Adding Value to Your Home or Making it More Marketable

I find that home sellers and their agents sometimes don't understand the distinction between what adds value to a home versus what makes it more marketable. Having worked for an appraisal company (my first job in real estate) I was taught the difference, which really can be easily understood.

To make a home more marketable you do things like clean, polish, paint, and trim. My first broker told me to instruct sellers to plant yellow and blue flowers close to the front stoop or porch. Declutter is preached by almost everyone now. If a paint color is too bright or unusual, paint the walls off-white. Work on the odor of the house, especially if a smoker lived there. Repair everything you can.

But these aren't fixes that will necessarily add value to your home. They won't make it appraise for a higher price. The first thing you must always remember is that finished square footage is king when it comes to the value of a home. When an appraiser looks for comparable properties to your home, he will look for the house that is most like yours in floor plan and finished square footage.

The URAR form, the core of an appraisal, lists many of the value added upgrades which distinguish your house from those comparables in your neighborhood. They list things such as siding, flooring, windows, porches, patios, garages, and there are several blanks available for additional value added features. In these blank spaces I have seen items such as sidewalks, paved or concrete driveways, kitchen cabinetry or counter tops.
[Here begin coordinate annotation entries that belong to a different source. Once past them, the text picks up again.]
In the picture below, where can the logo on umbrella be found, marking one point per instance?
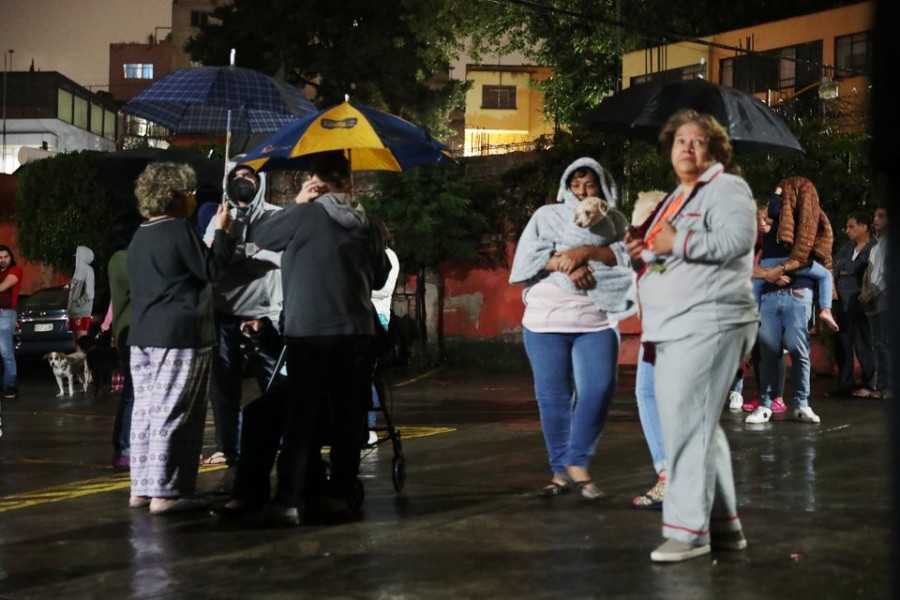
(348, 123)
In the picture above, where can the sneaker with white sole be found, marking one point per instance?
(760, 414)
(806, 415)
(675, 551)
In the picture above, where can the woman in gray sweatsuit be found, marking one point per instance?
(699, 315)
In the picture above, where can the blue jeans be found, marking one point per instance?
(574, 381)
(7, 347)
(228, 376)
(648, 413)
(879, 324)
(815, 270)
(784, 323)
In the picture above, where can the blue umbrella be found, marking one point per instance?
(372, 139)
(219, 99)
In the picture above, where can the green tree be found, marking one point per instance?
(60, 204)
(366, 49)
(433, 216)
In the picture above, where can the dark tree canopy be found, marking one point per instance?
(372, 51)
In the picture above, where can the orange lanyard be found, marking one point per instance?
(669, 211)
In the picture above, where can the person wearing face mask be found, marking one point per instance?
(171, 337)
(247, 289)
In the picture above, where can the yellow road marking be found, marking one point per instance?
(122, 481)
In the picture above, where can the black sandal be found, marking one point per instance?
(554, 489)
(588, 493)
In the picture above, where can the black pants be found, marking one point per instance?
(330, 392)
(228, 374)
(855, 342)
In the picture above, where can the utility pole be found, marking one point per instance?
(7, 66)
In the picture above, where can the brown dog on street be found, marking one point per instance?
(64, 368)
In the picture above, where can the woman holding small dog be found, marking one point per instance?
(171, 337)
(572, 344)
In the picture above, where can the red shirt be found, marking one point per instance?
(10, 298)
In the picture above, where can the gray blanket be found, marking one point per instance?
(552, 229)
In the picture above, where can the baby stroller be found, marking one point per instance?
(278, 380)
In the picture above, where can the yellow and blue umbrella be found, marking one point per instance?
(372, 140)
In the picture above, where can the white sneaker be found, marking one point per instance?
(675, 551)
(760, 414)
(806, 415)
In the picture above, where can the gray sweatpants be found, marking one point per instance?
(692, 379)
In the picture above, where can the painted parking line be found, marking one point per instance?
(122, 481)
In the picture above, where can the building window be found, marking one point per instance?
(670, 75)
(792, 67)
(498, 96)
(199, 18)
(138, 70)
(853, 54)
(64, 106)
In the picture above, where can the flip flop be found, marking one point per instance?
(554, 489)
(182, 505)
(214, 459)
(144, 503)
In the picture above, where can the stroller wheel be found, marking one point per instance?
(399, 472)
(357, 498)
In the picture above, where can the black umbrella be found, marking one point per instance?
(118, 171)
(641, 110)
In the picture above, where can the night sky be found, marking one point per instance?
(73, 36)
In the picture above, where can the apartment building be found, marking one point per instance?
(813, 65)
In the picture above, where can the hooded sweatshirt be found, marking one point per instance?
(250, 285)
(552, 229)
(332, 260)
(81, 289)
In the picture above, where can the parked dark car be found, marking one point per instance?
(43, 324)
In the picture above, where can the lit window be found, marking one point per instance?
(199, 18)
(138, 71)
(852, 54)
(498, 96)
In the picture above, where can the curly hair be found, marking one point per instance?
(719, 142)
(161, 188)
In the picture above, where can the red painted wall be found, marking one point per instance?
(482, 304)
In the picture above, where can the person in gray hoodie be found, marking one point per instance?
(81, 293)
(332, 260)
(577, 283)
(699, 319)
(249, 288)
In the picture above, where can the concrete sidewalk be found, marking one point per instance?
(814, 501)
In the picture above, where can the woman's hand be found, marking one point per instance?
(222, 218)
(664, 241)
(583, 278)
(310, 190)
(569, 260)
(774, 274)
(635, 246)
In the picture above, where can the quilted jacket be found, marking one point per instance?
(804, 226)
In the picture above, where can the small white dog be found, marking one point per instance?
(591, 211)
(65, 366)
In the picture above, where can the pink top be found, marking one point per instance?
(107, 321)
(549, 308)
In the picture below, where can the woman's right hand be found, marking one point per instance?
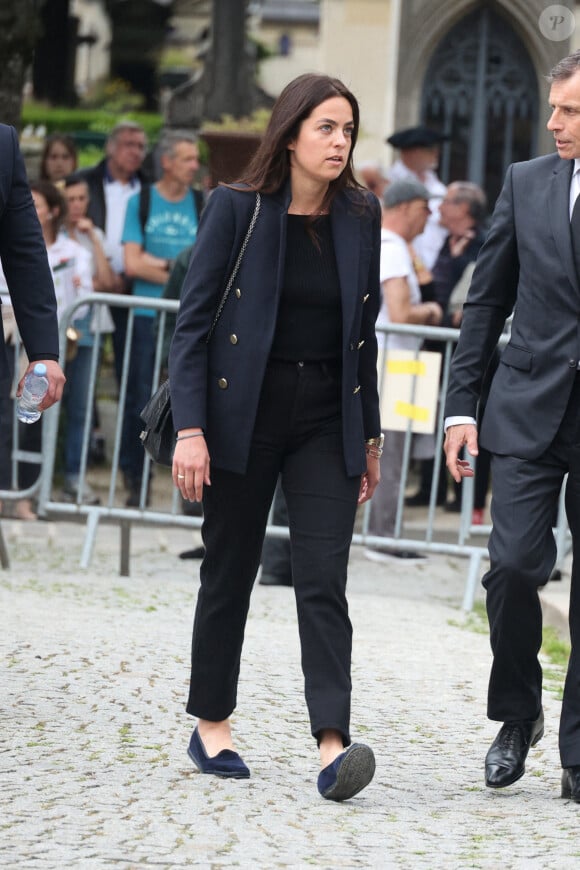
(191, 464)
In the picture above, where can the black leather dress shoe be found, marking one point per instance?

Landscaping is nice, but it is mostly ordinary -- everybody has some. Of course if you have a formal English garden in your backyard, that might get an appraiser's attention. But the normal trees and shrubs in your yard, even though you paid a lot for them at your local garden shop, won't add value to your home. They instead will make your property more marketable.

Everyone talks about today's colors. Marketability is what you'll get when you paint your walls with them. Houses all have paint. Your's isn't more valuable because the color is trendy, even when you spent thousands to have it done. But it will make your home more marketable. Nowhere in an appraisal is there mention of paint, unless it is a negative notation. Carpet is similar. You either have it or you don't. Of course if it is very worn, it will be flagged (especially by a VA or FHA appraiser.)

So I said it would be easy to make the distinction between adding value and making your home more marketable. What things are solid and lasting? Beyond adding square footage to your finished and unfinished areas, you could add thermal windows, hardwood or ceramic flooring, an additional bathroom, granite countertops, or new siding. But when you paint, landscape, clean and polish -- you are doing this to make the home more marketable.